While May's "Paddle in Seattle" showdown with Shell's "climate bomb" made headline news, Seattle has not been a stranger to climate leadership over the years. Back in 2001, the Seattle City Council passed resolutions to adopt Kyoto emission reduction goals and committed its public utility, Seattle City Light, to shift to clean-energy sources. Then-Mayor Paul Schell words proved precient: “Cities are where most emissions occur — and where the solutions must begin. We can’t afford to wait for the federal government to do this.”
As reported in Greg Hanscom's Grist article, there have been some bumps along Seattle's path toward becoming a net-zero city, and a constant challenge of balancing the costs and benefits of various climate solutions. Greg Nickels, Schell’s successor as mayor, worked to build a coalition of 1,060 U.S. cities to attack the climate challenge collectively. In 2011, a road map for reducing Seattle’s emissions was released, followed by an aggressive Climate Action Plan (in 2013) which included solutions like: retrofitting buildings to meet new energy efficiency standards, concentrating homes and jobs withiin high-density areas, recycling and composting waste, and expanding focus on public transit, biking, and pedestrians. The city is proud of its innovative benchmarking program for tracking and reducing energy use in commerical buildings, and of its early leadership in swapping out coal- and gas-fired electricity for wind energy. Despite these successes, meeting its carbon emissions targets has proven difficult for Seattle as its population exploded (by nearly a quarter) since 1990. While per-person emissions have dropped 20 percent -- to about half the national average -- there is much more work to be done.
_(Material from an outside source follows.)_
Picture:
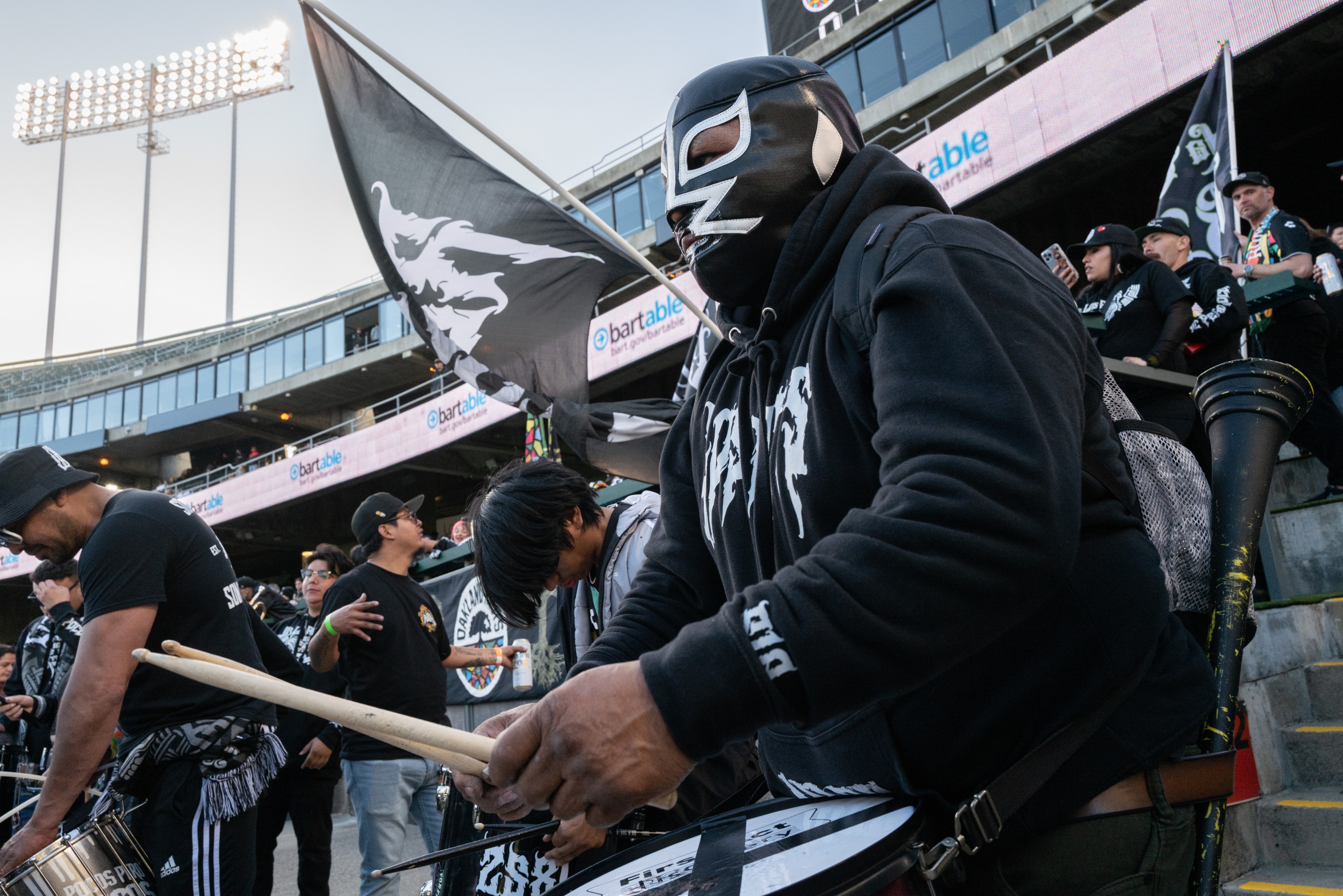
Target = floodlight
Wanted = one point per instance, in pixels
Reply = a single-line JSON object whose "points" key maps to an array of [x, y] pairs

We thank the municipal leaders of Seattle, as well as other progressive-minded city leaders around our nation, for their continued dedication and focus on catalyzing local climate action. Thank you!
On May 13, the Polar Pioneer chugged determinedly across Puget Sound toward Seattle, ignoring requests from the mayor and port officials to stay away.
The Pioneer is a fourth-generation, semisubmersible drilling rig, designed by the Japanese firm Polar Hitachi and built in the shipyard in Ariake, Japan, to withstand some of the world’s harshest conditions. With a deck that is larger than two football fields, and a central derrick towering 33 stories above the waterline, the rig is capable of drilling in waters up to 1,640 feet deep, penetrating as far as 25,000 feet into the sea floor. Its quarry: A motherlode buried beneath the remote Chukchi Sea called the Burger Prospect that could, some believe, produce a million barrels of oil a day. Ann Pickard, Royal Dutch Shell’s executive vice president for the Arctic, calls the deposit simply “the prize.”
Shell plans to use Seattle as a base for a whole fleet of vessels bound for the Arctic when the ice breaks up, but the Emerald City is none too happy about harboring what the alt-weekly newspaper The Stranger dubbed a “climate bomb.” On May 4, Mayor Ed Murray announced that hosting the Polar Pioneer would violate the Port of Seattle’s land-use permit. The port asked Shell to stay away until the matter could be resolved. When neither of these actions slowed the rig’s advance, Seattleites sent out the local Navy: a couple hundred banner-waving activists aboard stand-up paddleboards and Life Saver-hued sea kayaks. They called it the Paddle in Seattle.